Looking at Parler specs and their architecture
I run into the following twitter, which list some of Parler’s requirements (using the upper limits specified):
- Scylla cluster – 40 nodes with 64 cores, 512GB RAM, 14TB NVME drives for each node. For a total of 2,560 cores and 20TB RAM, 560 TB of disks.
- PostgreSQL cluster – 100 nodes with 96 cores, 768 GB RAM and 4 TB NVME. For a total of 9,600 cores, 75 TB RAM and 400 TB of disks.
- 400 application instances – 16 cores & 64 GB RAM.
Their internal traffic is about 6.6 GB / sec and their external traffic is about 2 GB / sec. There is a lot of interesting discussion on the twitter feed on these numbers, but I thought that it would be interesting to see how much it would cost to build that.
The 64 Cores & 512 GB RAM can be handled via Gigabyte R282-Z90, the given specs says that a single one would cost 27,000 USD. That means that the Scylla cluster alone would be about a million dollar, but I haven’t even touched on the drives. I couldn’t find a 14 TB NVMe drive in a cursory search, but a 15.36TB drive (Micron 9300 Pro 15.36TB NVMe) costs 2,500 USD per unit. That makes the cost of the hardware alone for the Scylla cluster at 1.15 million USD.
I would expect about twice that much for the PostgreSQL cluster, for what it’s worth. For the application servers, that is a lot less, with about a 4,000 USD cost per instance. That comes to another 1.6 million USD.
Total cost is roughly 5 million USD, and we aren’t talking about the other stuff (power, network, racks, etc). I’m not a hardware guy, mind! I’m probably missing a lot of stuff. At that size, you can likely get volume discounts, but I’m missing that the stuff that I’m missing would cost quite a lot as well. Call it a minimum of 7.5 million USD to setup a data center with those numbers. That does not include labor and licensing costs, I want to add.
Also, note that that kind of capacity is likely something that you can’t just get from anyone but the big cloud providers with a quick turnaround basis. I’ll estimate that this is a multiple months just to order the parts, to be honest.
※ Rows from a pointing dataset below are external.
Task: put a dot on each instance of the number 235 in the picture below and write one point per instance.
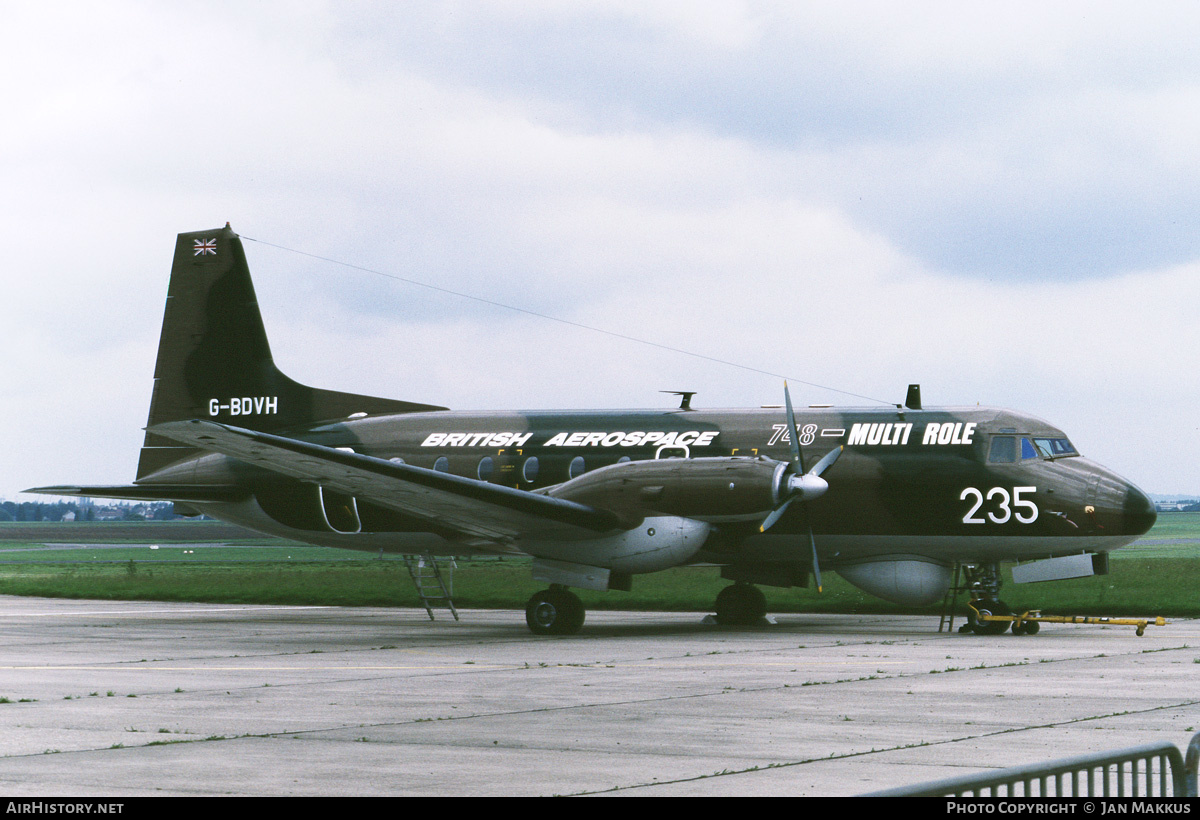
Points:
(1002, 506)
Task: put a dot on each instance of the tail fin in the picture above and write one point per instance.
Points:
(214, 359)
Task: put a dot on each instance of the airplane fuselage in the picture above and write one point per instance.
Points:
(928, 483)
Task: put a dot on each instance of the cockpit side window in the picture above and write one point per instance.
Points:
(1054, 448)
(1003, 450)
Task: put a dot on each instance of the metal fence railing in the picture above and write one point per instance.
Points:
(1156, 770)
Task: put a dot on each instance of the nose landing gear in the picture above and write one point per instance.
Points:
(983, 584)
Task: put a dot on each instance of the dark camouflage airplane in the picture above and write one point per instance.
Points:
(891, 498)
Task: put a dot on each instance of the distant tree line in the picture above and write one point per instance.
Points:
(85, 510)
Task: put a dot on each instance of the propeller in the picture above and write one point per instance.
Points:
(801, 485)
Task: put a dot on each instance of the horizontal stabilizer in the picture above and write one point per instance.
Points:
(183, 492)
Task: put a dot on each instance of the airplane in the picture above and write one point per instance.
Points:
(892, 498)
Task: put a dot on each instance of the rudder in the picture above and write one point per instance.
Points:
(215, 361)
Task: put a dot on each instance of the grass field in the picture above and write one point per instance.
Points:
(1155, 576)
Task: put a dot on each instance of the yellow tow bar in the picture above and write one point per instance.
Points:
(1027, 623)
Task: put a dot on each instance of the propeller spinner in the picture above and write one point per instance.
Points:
(801, 485)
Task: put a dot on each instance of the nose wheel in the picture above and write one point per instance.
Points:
(983, 584)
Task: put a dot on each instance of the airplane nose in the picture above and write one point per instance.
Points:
(1128, 510)
(1139, 513)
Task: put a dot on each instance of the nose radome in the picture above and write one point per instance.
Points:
(1138, 513)
(1126, 508)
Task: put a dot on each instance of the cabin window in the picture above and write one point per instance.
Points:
(1003, 450)
(529, 471)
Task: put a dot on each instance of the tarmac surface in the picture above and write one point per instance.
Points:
(127, 699)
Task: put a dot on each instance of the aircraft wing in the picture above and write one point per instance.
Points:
(475, 509)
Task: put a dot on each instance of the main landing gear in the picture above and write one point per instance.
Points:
(555, 611)
(741, 605)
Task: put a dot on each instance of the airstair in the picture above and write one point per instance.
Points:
(433, 582)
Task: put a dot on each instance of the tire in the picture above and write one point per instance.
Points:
(990, 627)
(741, 605)
(555, 612)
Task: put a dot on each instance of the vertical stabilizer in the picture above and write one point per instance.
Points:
(214, 359)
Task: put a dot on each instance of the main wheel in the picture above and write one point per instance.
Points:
(555, 612)
(741, 604)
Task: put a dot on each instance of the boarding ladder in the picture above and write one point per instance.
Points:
(433, 582)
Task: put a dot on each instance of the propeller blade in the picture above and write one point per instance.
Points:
(775, 515)
(816, 566)
(826, 461)
(797, 459)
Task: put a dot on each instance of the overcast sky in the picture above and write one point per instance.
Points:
(997, 201)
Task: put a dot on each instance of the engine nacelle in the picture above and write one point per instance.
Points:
(910, 581)
(658, 543)
(706, 489)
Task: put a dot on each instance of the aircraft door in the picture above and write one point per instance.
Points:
(341, 510)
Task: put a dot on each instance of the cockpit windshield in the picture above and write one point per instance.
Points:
(1011, 449)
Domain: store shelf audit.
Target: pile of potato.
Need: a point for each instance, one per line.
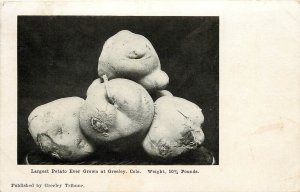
(119, 112)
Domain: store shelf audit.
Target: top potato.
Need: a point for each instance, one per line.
(132, 56)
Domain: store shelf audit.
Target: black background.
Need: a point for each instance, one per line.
(58, 55)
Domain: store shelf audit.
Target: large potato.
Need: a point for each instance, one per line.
(117, 113)
(132, 56)
(55, 129)
(176, 128)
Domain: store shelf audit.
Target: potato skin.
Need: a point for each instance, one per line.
(119, 124)
(132, 56)
(176, 128)
(55, 129)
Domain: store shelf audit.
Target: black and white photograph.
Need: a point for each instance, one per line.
(117, 90)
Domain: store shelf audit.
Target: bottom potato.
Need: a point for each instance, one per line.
(55, 129)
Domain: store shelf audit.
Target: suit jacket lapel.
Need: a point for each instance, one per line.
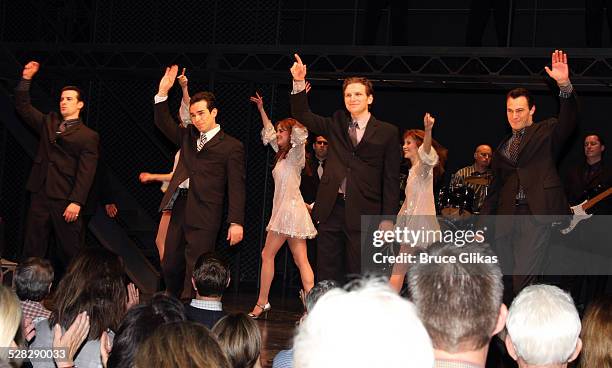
(529, 132)
(370, 129)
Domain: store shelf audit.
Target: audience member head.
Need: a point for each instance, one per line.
(597, 334)
(139, 323)
(368, 325)
(33, 279)
(543, 327)
(460, 303)
(211, 276)
(240, 339)
(10, 318)
(181, 344)
(416, 136)
(93, 283)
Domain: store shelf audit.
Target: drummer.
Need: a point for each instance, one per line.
(476, 176)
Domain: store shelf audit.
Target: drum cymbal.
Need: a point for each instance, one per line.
(478, 180)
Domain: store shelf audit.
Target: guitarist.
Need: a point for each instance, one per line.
(591, 177)
(589, 253)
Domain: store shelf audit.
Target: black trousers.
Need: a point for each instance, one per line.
(522, 250)
(184, 244)
(44, 217)
(338, 248)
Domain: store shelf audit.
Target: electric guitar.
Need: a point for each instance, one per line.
(579, 210)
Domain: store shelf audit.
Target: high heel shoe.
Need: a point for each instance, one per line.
(264, 311)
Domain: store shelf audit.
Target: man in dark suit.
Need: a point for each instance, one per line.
(63, 169)
(211, 162)
(361, 175)
(526, 183)
(311, 177)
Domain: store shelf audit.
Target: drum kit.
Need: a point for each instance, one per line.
(460, 202)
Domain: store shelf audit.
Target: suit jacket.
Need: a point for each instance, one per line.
(578, 188)
(536, 168)
(217, 167)
(310, 183)
(65, 164)
(371, 168)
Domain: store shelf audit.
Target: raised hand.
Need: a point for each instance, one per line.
(72, 339)
(167, 80)
(183, 79)
(428, 121)
(298, 69)
(145, 177)
(258, 100)
(30, 69)
(234, 234)
(560, 70)
(133, 297)
(71, 213)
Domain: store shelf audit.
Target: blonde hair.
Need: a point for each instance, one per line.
(10, 318)
(181, 344)
(240, 338)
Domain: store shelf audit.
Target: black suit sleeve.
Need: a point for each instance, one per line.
(391, 170)
(23, 105)
(301, 112)
(567, 121)
(86, 170)
(165, 122)
(236, 185)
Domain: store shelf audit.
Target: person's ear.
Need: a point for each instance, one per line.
(501, 319)
(577, 351)
(510, 348)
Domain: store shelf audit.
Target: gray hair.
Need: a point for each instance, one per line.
(458, 302)
(368, 326)
(33, 278)
(544, 325)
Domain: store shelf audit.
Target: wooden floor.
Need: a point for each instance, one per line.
(277, 331)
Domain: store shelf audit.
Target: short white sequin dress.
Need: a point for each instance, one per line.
(289, 213)
(419, 210)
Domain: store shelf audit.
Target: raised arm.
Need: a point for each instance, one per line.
(23, 105)
(568, 113)
(299, 102)
(184, 109)
(163, 118)
(428, 122)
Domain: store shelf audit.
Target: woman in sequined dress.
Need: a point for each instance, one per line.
(427, 158)
(290, 220)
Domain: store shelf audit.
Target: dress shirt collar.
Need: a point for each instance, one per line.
(361, 124)
(211, 133)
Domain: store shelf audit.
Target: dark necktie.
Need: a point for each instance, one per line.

In other words, they are going to be looking at a major financial commitment and some significant lead time.
Then again… Given their location in Henderson, Nevada, the average developer salary is 77,000 USD per year. That means that the personal cost, which is typically significantly higher than any other expense, is actually not that big. As of Non 2020, they had about 30 people working for Parler, assuming all of them are developers paid 100,000 USD a year (significantly higher than the average salary in their location), the employment costs of the entire company would likely be under half of the cost of the hardware required.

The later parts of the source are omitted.